In short, Apple is the exact opposite of the Australian housing market. Every key metric - price to rent, price to income, debt to GDP, etc. is not just overvalued. It is EXTREMELY overvalued. There is no rational explanation for the incredible run up in home prices over the last decade. Since residential property is no longer tied in any conceivable ways to its fundamentals, there is no explanation other than it is a bubble, driven by emotions, and bound to pop. Very recent history has shown the old mantra “you can’t go wrong with real estate” is patently false. Home values in the United States, the UK, Spain, and Ireland have fallen 40-60% from their bubble peaks. The swift increase in home prices in Australia has already eclipsed the run ups in the previously mentioned countries who have seen their bubbles burst. There is no other possible outcome.

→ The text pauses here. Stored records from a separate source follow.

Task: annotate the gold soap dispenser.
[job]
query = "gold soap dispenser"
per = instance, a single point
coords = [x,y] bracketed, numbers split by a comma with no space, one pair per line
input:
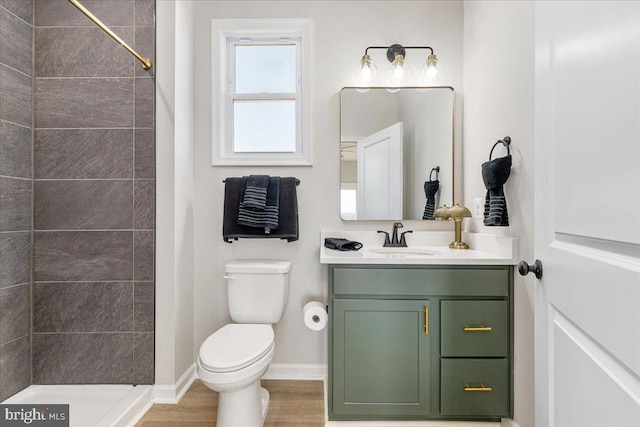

Disclaimer: Between Julie and myself; we own one MacBook Pro, two MacBook Airs (one was provided by Julie’s work), two first generation iPads, and two Apple TVs. We have each owned the original iPhone, the iPhone 3GS, and two iPhone 4’s (we sold our US phones before leaving and got new iPhones in Oz). I have been accused of being an Apple fanboy. Although I believe this takes things too far, I do tend to buy their products and have a certain degree of loyalty to them. That being said, I do not own a single share of Apple stock. I do not advocate buying or selling Apple - it is really hard to say if it is fairly valued or not, but if ever there were a company that I would call fairly valued, this would be it. Please do not take my very rudimentary analysis as financial advice to either buy or sell Apple stock. However, if you own residential property in Australia, immediately build a time machine and sell it in 2010.